DURANTE SU reunión en Washington, el presidente Donald Trump y su par de Corea del Sur, Moon Jae-in, hablaron sobre la importancia de reanudar las conversaciones de desnuclearización con Corea del Norte, pese a que no comparten el mismo punto de vista sobre si las sanciones impuestas contra el país presionarán al mandatario Kim Jong-un para una negociación que parece estar estancada.

Trump reiteró que su gobierno quiere mantener las sanciones económicas y no descartó llevar a cabo una tercera cumbre para tratar el programa nuclear de Pyongyang.

“Queremos que se mantengan las sanciones.
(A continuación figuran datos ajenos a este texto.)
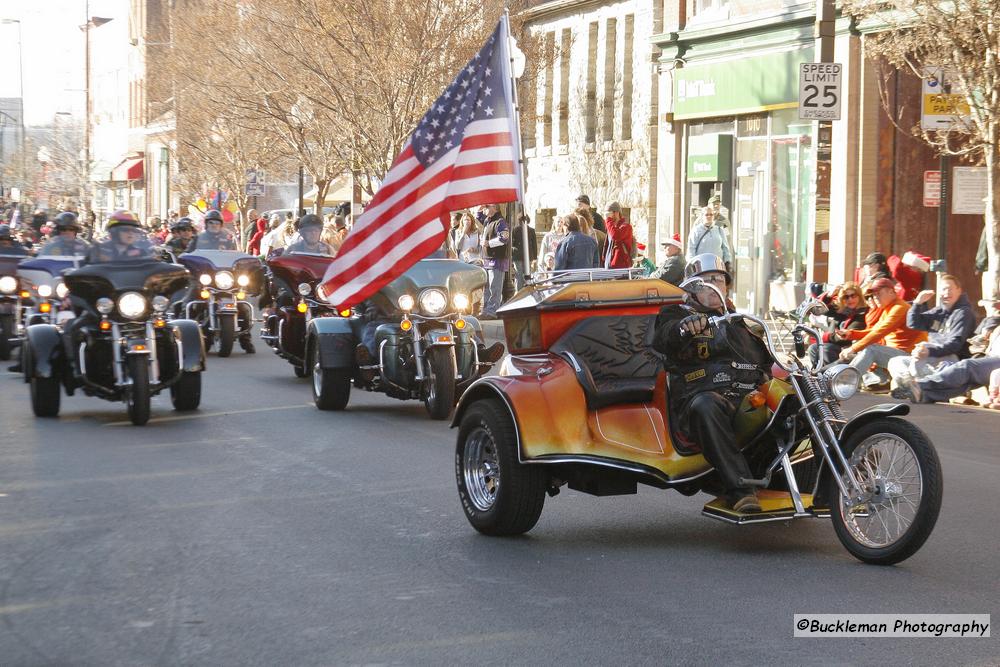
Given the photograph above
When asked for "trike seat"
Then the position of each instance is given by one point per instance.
(613, 358)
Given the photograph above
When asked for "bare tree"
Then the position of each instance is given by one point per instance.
(962, 37)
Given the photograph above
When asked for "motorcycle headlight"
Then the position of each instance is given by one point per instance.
(224, 280)
(433, 302)
(160, 303)
(843, 381)
(131, 304)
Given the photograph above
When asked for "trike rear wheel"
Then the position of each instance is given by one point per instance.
(499, 494)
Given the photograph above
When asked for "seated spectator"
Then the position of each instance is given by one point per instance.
(950, 324)
(890, 337)
(981, 336)
(846, 306)
(672, 268)
(577, 250)
(958, 378)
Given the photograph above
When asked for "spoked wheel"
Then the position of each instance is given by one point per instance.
(7, 328)
(899, 471)
(137, 394)
(331, 386)
(186, 393)
(227, 334)
(440, 392)
(499, 494)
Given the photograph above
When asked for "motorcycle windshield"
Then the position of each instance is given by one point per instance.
(124, 244)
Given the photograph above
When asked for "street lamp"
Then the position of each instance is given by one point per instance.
(20, 82)
(92, 22)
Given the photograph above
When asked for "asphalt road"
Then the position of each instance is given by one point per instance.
(260, 531)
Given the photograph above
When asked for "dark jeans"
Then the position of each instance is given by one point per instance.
(710, 420)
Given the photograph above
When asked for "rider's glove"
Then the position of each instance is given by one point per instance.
(692, 325)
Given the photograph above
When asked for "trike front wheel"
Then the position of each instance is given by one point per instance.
(499, 494)
(900, 474)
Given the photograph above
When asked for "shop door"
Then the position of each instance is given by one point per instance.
(749, 207)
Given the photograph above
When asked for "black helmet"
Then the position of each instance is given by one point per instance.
(309, 220)
(183, 223)
(123, 218)
(66, 221)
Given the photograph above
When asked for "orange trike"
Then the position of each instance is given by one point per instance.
(581, 401)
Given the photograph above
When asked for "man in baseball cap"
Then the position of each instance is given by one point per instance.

Creo que las sanciones en este momento se encuentran en un nivel justo”, aseguró pese a que mantiene buena relación con Kim.

Moon no abordó directamente el tema de las sanciones contra Corea del Norte, pero manifestó que es importante mantener el “impulso del diálogo” y expresar una perspectiva positiva a la comunidad internacional de que se realizará una “tercera cumbre entre Estados Unidos y Corea del Norte”.

El secretario de Estado, Mike Pompeo, manifestó  el pasado míercoles a los miembros del Comité de Relaciones Exteriores del Senado que la administración estaba totalmente comprometida en los esfuerzos para negociar una resolución al enfrentamiento nuclear.

Golpe contra fuerzas

Horas antes del encuentro entre Trump y Moon, el líder norcoreano, Kim Jong-un, manifestó que su país debería fortalecer su autosuficiencia y dar un “golpe contundente” a los países que imponen sanciones.